TRAILERPARK
RUSSELL BANKS
for my mother
Epigraph
A certain sense of tragedy, however attractive,
Is to be avoided.
Though there is no need to make a dogma of that…
Bertolt Brecht
Contents
Cover
Title Page
Dedication
Epigraph
The Guinea Pig Lady
Cleaving, and Other Needs
Black Man and White Woman in Dark Green Rowboat
Dis Bwoy, Him Gwan
What Noni Hubner Did Not Tell the Police about Jesus
Comfort
God’s Country
Principles
The Burden
Politics
The Right Way
The Child Screams and Looks Back at You
The Fisherman
About the Author
Praise
Other Works
Back Ad
Copyright
About the Publisher
The Guinea Pig Lady
THE STORY OF FLORA PEASE, how she got to be the way she is now, isn’t all that uncommon a story, except maybe in the particulars. You hear often in these small New Hampshire towns of a woman no one will deal with anymore, except to sell her something she wants or needs—food, clothing or shelter. In other words, you don’t have a social relationship with a woman like Flora, you have an economic one, and that’s it. But that’s important, because it’s what keeps women like Flora alive, and after all, no matter what you might think of her, you don’t want to let her die, because if you’re not related to her somehow, you’re likely to have a friend who is, or your friend will have a friend who is, which is almost the same thing in a small town. And not only in a small town, either—these things are true for any group of people that knows its limits and plans to keep them.

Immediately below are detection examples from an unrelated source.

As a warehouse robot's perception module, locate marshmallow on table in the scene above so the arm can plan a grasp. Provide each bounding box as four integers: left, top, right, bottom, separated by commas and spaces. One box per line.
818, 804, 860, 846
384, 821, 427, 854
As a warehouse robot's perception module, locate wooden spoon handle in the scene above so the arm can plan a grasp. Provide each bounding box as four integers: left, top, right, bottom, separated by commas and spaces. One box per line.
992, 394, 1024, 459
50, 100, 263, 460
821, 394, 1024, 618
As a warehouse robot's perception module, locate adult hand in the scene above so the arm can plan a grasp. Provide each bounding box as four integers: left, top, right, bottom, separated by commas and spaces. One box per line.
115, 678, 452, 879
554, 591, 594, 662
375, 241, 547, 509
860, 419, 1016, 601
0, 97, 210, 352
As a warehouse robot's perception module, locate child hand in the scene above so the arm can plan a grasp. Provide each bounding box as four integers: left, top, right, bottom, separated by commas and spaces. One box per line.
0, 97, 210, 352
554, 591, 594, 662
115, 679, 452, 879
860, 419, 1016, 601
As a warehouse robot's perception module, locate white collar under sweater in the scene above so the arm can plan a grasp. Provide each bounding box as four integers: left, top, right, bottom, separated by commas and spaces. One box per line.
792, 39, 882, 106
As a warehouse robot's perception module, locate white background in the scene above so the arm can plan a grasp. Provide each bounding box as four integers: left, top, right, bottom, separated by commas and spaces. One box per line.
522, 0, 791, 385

When Flora Pease first came to the trailerpark and rented number 11, which is the second trailer on your left as you come in from Old Road, no one in the park thought much about her one way or the other. She was about forty or forty-five, kind of flat-faced and plain, a red-colored person, with short red hair and a reddish tint to her skin. Even her eyes, which happened to be pale blue, looked red, as if she smoked too much and slept too little, which, as it later turned out, happened to be true. Her body was a little strange, however, and people remarked on that. It was blocky and square-shaped, not exactly feminine and not exactly masculine, so that while she could almost pass for either man or woman, she was generally regarded as neither. She wore mostly men’s clothing, a long, dark blue, wool overcoat or else overalls and workshirts and ankle-high workboots, which again, except for the overcoat, was not all that unusual among certain women who worked outside a lot and didn’t do much socializing. But with Flora, because of the shape of her body, or rather, its shapelessness, her clothing only contributed to what you might call the vagueness of her sexual identity. Privately, there was probably no vagueness at all, but publicly there was. People elbowed one another and winked and made not quite kindly remarks about her when she passed by them on the streets of Catamount or when she passed along the trailerpark road on her way to or from town. The story, which came from Marcelle Chagnon, who rented her the trailer and who therefore ought to know, was that Flora was retired military and lived off a small pension, and that made sense in one way, given people’s prejudices about women in the military, and in another way too, because at that time Captain Dewey Knox (U.S. Army, ret.) was already living at number 6 and so people at the park had got used to the idea of someone living off a military pension instead of working for a living.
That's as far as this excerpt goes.